Updated: May 14, 2022




'Harlem Square' first appeared in 1985, 21 years after Cooke’s untimely death at age 33— murdered, under murky circumstances, at a LA motel in December 1964. Just under two years prior, on January 12, 1963, Cooke had been at the top of his game, taking the stage at Miami’s Harlem Square Club to deliver a powerhouse 39-minute set that anticipated the harder-edged black R&B looming just around the decade’s corner, presaging the later work of artists like James Brown, Al Green, Curtis Mayfield, Marvin Gaye, and on and on.


In the studio, Cooke was a skillful pop crooner, voice pouring out onto the mic like melted caramel. But onstage in Miami, Cooke’s instrument is exquisitely ragged, like a guitar with just enough distortion piled on to make its amplification palatably masculine. The Cooke on Harlem Square is recognisable, but also simultaneously degraded and improved. It’s precisely this ramshackle quality—no doubt coupled with the highly audible sound of the Harlem Square Club’s rowdy all-black clientele—that likely caused Cooke’s label RCA-Victor to squirrel the recording away into its vaults for over two decades.


Harlem Square definitely gets an A+ for momentum. Each song rolls right into the next, with Cooke pouring his guts out over a loosely assembled continuing narrative of love, infidelity, heartbreak, and, eventually, bittersweet redemption. After quick MC intro, Cooke joins his band—guitarists Clifton White and Cornell Dupree, bassist Jimmy Lewis, drummer Albert “June” Gardner, pianist George Stubbs, and saxophonists King Curtis and Tate Houston—for the stellar midcentury get-pumped banger “Feel It (Don’t Fight It)”, acting as a rallying cry for the audience to cede their higher functions in the name of passion.
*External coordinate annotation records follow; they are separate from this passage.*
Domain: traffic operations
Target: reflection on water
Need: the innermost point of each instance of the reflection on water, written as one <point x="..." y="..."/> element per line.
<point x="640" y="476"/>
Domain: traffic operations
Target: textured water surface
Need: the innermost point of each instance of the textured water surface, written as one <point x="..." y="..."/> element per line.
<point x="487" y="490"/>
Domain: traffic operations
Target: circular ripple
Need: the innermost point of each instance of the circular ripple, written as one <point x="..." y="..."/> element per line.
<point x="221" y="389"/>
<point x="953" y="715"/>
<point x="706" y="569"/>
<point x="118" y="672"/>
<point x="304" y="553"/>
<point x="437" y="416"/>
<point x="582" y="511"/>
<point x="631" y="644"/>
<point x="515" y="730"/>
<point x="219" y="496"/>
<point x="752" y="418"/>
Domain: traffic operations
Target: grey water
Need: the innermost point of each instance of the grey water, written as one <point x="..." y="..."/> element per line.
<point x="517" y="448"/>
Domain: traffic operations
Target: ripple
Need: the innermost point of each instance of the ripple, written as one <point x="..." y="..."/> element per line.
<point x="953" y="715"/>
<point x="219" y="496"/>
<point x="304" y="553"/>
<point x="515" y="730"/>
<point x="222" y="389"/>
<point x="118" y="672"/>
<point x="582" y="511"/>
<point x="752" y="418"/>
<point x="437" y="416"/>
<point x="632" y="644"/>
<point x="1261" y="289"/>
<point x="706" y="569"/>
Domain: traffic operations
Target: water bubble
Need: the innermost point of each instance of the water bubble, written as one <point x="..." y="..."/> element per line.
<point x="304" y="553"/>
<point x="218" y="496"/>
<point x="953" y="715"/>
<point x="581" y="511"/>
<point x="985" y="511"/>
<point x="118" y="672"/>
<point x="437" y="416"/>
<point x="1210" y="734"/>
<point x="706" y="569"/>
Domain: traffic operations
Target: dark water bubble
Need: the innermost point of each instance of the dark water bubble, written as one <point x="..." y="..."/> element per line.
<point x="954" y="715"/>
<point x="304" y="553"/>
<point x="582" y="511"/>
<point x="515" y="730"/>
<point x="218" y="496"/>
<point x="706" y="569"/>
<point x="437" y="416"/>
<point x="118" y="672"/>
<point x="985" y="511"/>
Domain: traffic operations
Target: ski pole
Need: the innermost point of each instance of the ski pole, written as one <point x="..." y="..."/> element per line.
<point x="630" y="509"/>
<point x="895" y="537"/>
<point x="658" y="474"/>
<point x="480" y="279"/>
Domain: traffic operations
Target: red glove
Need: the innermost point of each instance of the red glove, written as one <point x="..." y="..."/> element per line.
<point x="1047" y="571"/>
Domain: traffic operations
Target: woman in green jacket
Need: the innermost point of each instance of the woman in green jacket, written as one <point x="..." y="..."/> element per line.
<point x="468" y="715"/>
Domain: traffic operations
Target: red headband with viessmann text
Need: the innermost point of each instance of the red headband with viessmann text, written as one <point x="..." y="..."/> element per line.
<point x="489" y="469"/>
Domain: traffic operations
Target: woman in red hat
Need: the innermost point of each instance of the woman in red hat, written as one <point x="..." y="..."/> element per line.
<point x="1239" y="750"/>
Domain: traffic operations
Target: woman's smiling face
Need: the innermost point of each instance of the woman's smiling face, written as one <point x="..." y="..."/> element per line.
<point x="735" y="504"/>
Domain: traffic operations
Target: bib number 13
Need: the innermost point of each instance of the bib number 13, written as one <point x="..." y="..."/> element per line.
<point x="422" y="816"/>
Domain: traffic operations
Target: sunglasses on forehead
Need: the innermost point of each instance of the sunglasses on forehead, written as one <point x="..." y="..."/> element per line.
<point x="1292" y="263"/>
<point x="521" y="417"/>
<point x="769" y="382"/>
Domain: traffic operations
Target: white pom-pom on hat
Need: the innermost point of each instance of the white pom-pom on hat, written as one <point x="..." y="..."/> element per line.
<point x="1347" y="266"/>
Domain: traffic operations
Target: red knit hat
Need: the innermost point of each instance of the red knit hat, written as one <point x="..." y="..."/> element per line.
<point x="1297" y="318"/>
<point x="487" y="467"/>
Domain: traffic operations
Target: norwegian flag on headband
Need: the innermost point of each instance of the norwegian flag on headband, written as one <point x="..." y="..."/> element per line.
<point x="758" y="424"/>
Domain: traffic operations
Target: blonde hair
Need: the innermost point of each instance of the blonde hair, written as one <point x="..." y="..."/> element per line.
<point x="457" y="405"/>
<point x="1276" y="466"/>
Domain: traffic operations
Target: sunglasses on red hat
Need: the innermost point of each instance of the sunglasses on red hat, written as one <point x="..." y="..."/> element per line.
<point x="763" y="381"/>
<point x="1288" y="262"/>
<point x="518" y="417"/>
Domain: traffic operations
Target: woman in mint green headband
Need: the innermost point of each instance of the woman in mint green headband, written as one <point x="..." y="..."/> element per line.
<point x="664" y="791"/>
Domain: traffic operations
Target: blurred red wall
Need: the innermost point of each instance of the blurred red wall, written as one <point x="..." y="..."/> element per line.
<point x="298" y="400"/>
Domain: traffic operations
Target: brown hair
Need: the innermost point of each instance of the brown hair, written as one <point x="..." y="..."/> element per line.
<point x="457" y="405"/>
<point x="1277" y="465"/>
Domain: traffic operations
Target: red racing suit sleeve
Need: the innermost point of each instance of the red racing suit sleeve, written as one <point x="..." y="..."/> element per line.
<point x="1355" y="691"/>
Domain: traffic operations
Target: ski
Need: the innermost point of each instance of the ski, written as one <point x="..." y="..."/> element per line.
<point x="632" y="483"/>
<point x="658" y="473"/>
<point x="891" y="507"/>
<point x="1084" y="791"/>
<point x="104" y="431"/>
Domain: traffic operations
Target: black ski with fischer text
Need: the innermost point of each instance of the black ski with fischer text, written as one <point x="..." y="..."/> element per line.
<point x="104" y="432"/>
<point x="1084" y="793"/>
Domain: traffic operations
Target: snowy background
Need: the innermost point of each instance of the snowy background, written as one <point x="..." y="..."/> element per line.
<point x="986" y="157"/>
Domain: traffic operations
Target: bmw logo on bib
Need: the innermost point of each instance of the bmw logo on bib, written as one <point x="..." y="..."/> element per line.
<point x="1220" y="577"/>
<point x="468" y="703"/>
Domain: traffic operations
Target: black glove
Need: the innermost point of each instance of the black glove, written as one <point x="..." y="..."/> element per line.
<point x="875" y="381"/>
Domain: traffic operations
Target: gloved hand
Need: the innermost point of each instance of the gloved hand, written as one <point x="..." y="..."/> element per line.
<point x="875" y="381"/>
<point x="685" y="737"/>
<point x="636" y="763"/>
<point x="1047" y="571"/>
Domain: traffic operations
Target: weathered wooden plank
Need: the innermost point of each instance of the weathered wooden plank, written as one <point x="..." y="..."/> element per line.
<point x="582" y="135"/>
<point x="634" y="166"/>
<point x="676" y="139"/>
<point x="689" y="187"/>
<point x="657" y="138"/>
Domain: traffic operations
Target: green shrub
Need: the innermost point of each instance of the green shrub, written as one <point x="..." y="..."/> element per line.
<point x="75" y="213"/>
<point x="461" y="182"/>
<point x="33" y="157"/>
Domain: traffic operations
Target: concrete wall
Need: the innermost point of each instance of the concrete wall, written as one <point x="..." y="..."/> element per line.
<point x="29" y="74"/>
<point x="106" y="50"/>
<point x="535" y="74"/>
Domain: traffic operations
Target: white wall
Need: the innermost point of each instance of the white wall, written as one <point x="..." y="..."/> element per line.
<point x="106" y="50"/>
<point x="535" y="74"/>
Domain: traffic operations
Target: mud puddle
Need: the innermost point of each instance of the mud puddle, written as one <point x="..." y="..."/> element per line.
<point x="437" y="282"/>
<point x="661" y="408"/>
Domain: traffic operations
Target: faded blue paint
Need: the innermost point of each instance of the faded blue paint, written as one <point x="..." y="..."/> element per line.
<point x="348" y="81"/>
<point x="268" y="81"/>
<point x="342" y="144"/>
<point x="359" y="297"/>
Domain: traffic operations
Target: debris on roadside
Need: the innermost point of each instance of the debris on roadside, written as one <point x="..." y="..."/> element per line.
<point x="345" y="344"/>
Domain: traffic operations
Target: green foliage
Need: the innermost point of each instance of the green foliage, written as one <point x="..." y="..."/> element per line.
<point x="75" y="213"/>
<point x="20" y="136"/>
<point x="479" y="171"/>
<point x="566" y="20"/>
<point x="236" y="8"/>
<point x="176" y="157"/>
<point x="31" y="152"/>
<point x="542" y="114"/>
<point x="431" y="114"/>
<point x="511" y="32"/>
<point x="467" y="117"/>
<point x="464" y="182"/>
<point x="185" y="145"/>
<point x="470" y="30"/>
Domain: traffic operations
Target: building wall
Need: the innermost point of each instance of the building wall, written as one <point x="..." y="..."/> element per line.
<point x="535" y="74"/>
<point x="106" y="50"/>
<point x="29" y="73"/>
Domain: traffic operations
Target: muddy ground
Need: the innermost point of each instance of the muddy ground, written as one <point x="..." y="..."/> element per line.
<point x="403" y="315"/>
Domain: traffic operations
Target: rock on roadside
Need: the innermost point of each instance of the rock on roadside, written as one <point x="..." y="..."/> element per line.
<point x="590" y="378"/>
Next, Cooke drops the hammer with his 1960 hit “Chain Gang”, ably reproducing the song’s percussive grunting for the live audience. Taken literally these guttural vocal exertions are meant to conjure the sound of a jailbird’s pickaxe. But the “efforts”—to use some video game terminology—can, of course, be just as easily mistaken for a different kind of physical act. Like having sex, is what I’m getting at. This at a time when any reminder of a black man’s physical self was considered scandalous to an absurdly high percentage of white folk.


Cooke’s follows “Chain Gang” with yet another of his greatest hits, “Cupid”—made all the more charming by a near-miss false start that Cooke smoothly covers over with some impromptu stage banter. Later, he interjects “Oh, I like this song!” as if genuinely noticing how great the tune is for the very first time.


After “Cupid” Cooke slows things down for a medley of the ballads “It’s All Right” and “For Sentimental Reasons”, kicking off the one-two punch with a plea for all the men in the audience to forgive their lovers’ transgressions and to “not beat” on their women. Ah, the ‘60s! The studio version “Sentimental Reasons” is barely tolerable do-wop kitsch. Here though, the song comes to life, culminating in the first great sing-along of the record as Cooke corrals his rambunctious audience through the tune’s final chorus. After the medley’s brief slow-dance respite, things pick back up with Cooke’s 1962 Billboard Hot 100 hit “Twisting the Night Away.” Cooke then reaches way down into his guts for a searing “Bring It All Home to Me,” continues the set’s loose conceptual narrative.


Honestly, I’m not sure if this “concept album” framework is intentional or just something I’ve imposed on the record. Either way, it hangs together. But if so “Home” is inarguably the story’s climax, which makes “Nothing Can Change This Love” its emotional catharsis, Cooke and his band hanging on an elongated moment of suspense before exploding into the penultimate track’s warm embrace. It’s a moment of relief and release that puts a final, upbeat piece of punctuation at the end of our unnamed lovers’ rollercoaster romance.


Harlem Square concludes with “Having a Party”, a feel-good coda that acts as a little bit of an end-credits tune—Cooke once again getting the crowd involved to belt out the song’s refrain like secular gospel. It’s the perfect end to a complete, compact experience that in the moment functions as complete triumph.


The second great tragedy of Cooke’s career—other than his murder, which I guess would have to be #1—is the fact that it took so long for this amazing album to see the light of day. But here it is now, collar unbuttoned, sweat running down the length of its spine, holding out a hand for you to come dance with it.